C’est vers la fin du XIXe siècle qu’on peut constater un essor des activités littéraires des Pragois germanophones. En 1900, le nombre d’habitants de Prague atteint près de 400 000 dont 6 % seulement parlent allemand. C’est un grand recul par rapport à la situation en 1848 lors que la ville avait 120 000 habitants dont la moitié était germanophone. Au début du XXe siècle, les Pragois de langue allemande se sentent donc de plus en plus isolés. Ils vivent au milieu de la population tchèque en gardant farouchement leur autonomie culturelle et linguistique. Leur vie culturelle est riche. Prague n’est pas une très grande ville et pourtant ils ont à leur disposition deux théâtres, une salle de concert, des maisons d’éditions, des journaux. Leurs activités littéraires sont abondantes et c’est parmi eux que se trouvent plusieurs grands auteurs du XXe siècle dont Franz Werfel, Leo Perrutz, Johannes Urzidil, Egon Erwin Kisch, Max Brod et Franz Kafka, jeune homme dont le génie ne s’imposera qu’après sa mort. Les antagonismes tchéco-allemands et le nationalisme les font vivre dans une espèce de ghetto et leurs contacts avec la population tchèques sont limités. Pourtant les influences mutuelles entre les minorités allemande et juive germanophone d’un côté et la majorité tchèque de l’autre côté existent et se manifestent dans leurs vies.


Anna Knechtel
La conférence « Prague 1900 - 1945, ville littéraire de deux langues » qui a eu lieu dans le Goethe-Institut pragois du 25 au 27 mars a été organisée par l’Association Adalbert Stifter. Anna Knechtel, chercheuse de cette association, explique pourquoi cet organisme porte le nom de ce grand romancier et nouvelliste tchéco-autrichien du XIXe siècle:

«Nous portons le nom de cet écrivain non seulement parce que nous nous occupons de sa création littéraire mais aussi parce qu’il dit dans ses écrits que Tchèques et Allemands sont liés dans la même mesure avec les pays de la couronne tchèque. Notre tâche est donc de nous pencher toujours sur la coexistence tchéco-allemande. L`Association Adalbert Stiffter a été fondée il y a plus de soixante ans justement par les personnes natives de ce pays.»

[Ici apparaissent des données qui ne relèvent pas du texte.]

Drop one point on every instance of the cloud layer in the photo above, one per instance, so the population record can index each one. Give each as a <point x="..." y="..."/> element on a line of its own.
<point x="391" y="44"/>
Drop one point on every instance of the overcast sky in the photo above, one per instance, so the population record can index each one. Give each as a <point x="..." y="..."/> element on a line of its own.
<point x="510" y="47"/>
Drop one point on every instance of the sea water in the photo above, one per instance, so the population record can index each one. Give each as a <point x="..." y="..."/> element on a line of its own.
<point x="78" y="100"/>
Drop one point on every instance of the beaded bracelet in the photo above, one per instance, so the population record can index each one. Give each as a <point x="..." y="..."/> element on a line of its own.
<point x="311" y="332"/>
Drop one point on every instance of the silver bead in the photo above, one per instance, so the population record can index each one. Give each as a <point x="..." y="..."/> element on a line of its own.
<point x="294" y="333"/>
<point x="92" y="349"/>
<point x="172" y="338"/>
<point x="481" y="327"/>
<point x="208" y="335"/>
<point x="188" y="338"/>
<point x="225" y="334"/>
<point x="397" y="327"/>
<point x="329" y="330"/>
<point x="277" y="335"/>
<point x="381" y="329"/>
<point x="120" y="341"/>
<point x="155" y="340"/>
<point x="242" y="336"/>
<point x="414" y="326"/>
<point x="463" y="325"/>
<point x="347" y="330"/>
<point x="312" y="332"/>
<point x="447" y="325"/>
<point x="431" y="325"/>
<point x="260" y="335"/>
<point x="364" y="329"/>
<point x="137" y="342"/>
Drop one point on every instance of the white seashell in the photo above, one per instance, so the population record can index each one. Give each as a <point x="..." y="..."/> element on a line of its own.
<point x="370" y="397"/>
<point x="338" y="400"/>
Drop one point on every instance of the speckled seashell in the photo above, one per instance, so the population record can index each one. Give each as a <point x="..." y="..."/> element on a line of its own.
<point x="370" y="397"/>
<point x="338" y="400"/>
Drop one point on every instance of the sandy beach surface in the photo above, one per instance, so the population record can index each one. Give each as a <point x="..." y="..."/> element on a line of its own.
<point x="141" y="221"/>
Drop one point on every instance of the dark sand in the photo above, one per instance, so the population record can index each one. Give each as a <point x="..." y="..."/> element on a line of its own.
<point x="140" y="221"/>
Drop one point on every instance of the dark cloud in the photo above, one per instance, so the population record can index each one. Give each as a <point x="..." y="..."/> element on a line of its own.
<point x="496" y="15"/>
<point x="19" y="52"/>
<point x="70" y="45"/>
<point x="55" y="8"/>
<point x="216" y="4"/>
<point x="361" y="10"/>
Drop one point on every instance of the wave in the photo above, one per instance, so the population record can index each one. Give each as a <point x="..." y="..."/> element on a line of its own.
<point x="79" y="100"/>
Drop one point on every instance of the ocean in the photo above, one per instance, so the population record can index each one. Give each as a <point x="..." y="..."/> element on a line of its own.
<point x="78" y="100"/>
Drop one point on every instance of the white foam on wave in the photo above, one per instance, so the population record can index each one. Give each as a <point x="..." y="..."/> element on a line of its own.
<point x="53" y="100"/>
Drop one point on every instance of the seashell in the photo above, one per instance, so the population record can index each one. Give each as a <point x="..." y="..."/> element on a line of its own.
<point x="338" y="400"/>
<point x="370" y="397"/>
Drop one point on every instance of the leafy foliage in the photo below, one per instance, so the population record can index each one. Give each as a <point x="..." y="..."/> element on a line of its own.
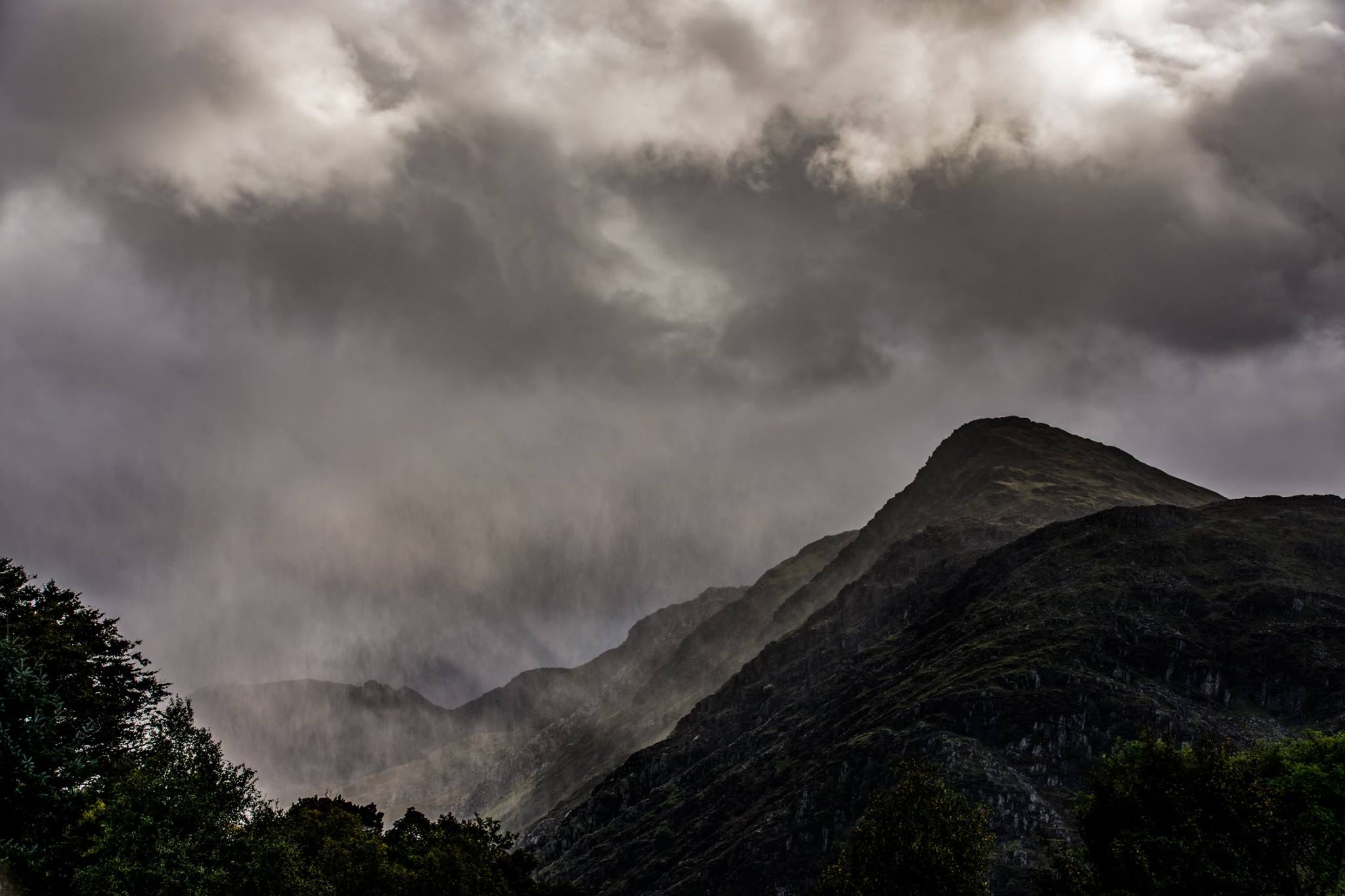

Les organisateurs de la conférence voulaient éviter les stéréotypes dans la présentation de la culture allemande à Prague qui est souvent étudiée séparément de la culture tchèque et ont mis l’accent justement sur les influences mutuelles de ces deux nationalités. Anna Knechtel définit les principaux thèmes de la conférence:

«Nous avons quatre sections. Dans la première nous formulons et analysons les questions historiques et sociales de l’évolution démographique de Prague, l’interprétation nationaliste des espaces et monuments officiels de la ville. Une section est consacrée à l’infrastructure littéraire, c’est-à-dire au rôle des associations et cénacles littéraires, à l’importance des prix littéraires et de la politique culturelle en général pour la vie des habitants de Prague. La troisième section est réservée à la littérature et la critique littéraire ainsi qu’aux rapports mutuels entre les littératures tchèque et allemande. Et la quatrième et dernière section se penche sur les images et les stéréotypes et à leur confrontation avec la réalité socio-historique de la ville telle qu’elle se présente dans la littérature mais aussi par exemple dans les guides touristiques ou sur les cartes postales.»


La conférence a prêté attention aussi à la période la plus sombre des relations entre Tchèques et Allemands, celle de la Deuxième Guerre mondiale et de l’occupation des pays de la couronne tchèque par l’armée nazie. Pendant cette période, le pays est devenue une espèce de colonie allemande qui existait officiellement sous le nom de Protectorat de Bohême-Moravie. Evidement cela a creusé encore davantage le fossé entre la minorité allemande dont les membres sympathisaient en grand nombre avec la politique d’Hitler et la majorité tchèque qui se retrouvait dans la situation de parias. C’était une rupture quasi totale et pourtant les deux ethnies continuaient à vivre l’une à côté de l’autre. Selon Anna Knechtel, la vie littéraire continuait, elle aussi:

«C’est intéressant parce que nous sommes habitués à l’idée que la littérature allemande à Prague et dans les pays tchèques prend fin en 1938 ou en 1939. Il est néanmoins évident que même si nous n’aimons pas cette période, la vie culturelle existait aussi sous le protectorat, donc pendant la Deuxième Guerre mondiale, et que des prix littéraires étaient attribués. Et même dans la période précédente, sous la Première république tchécoslovaque, entre 1918 et 1938, il y avait les prix littéraires nationaux attribués par l’Etat tchécoslovaque qui étaient destinés aux auteurs et aux ouvrages de langue allemande. Et je pense que c’est une des choses que nous devons connaître.»

La coexistence entre Tchèques et Allemands en Bohême et en Moravie est un thème sensible qui est loin d’être épuisé et alimentera encore longtemps le débat. La conférence Praha-Prag 1900-1945 a été une tentative de mieux comprendre ce problème malgré les séquelles du nationalisme et des animosités tchéco-allemandes et de démontrer que, sur le plan culturel, cette coexistence était enrichissante pour les deux parties. Et Anna Knechtel de conclure:

«Je pense que nous avons encore beaucoup de choses à apprendre et que nous devons aussi nous souvenir. C’est en cela que réside l’importance de telles conférences. Et j’aimerais ajouter que nous allons publier un recueil de documents de la conférence et l’année prochaine nous organiserons une exposition qui portera le même titre. Elle commencera à Munich pour être transférée ensuite à Berlin et à Vienne et nous aimerions la présenter à la fin aussi à Prague. Nous espérons que Prague sera son terminus.»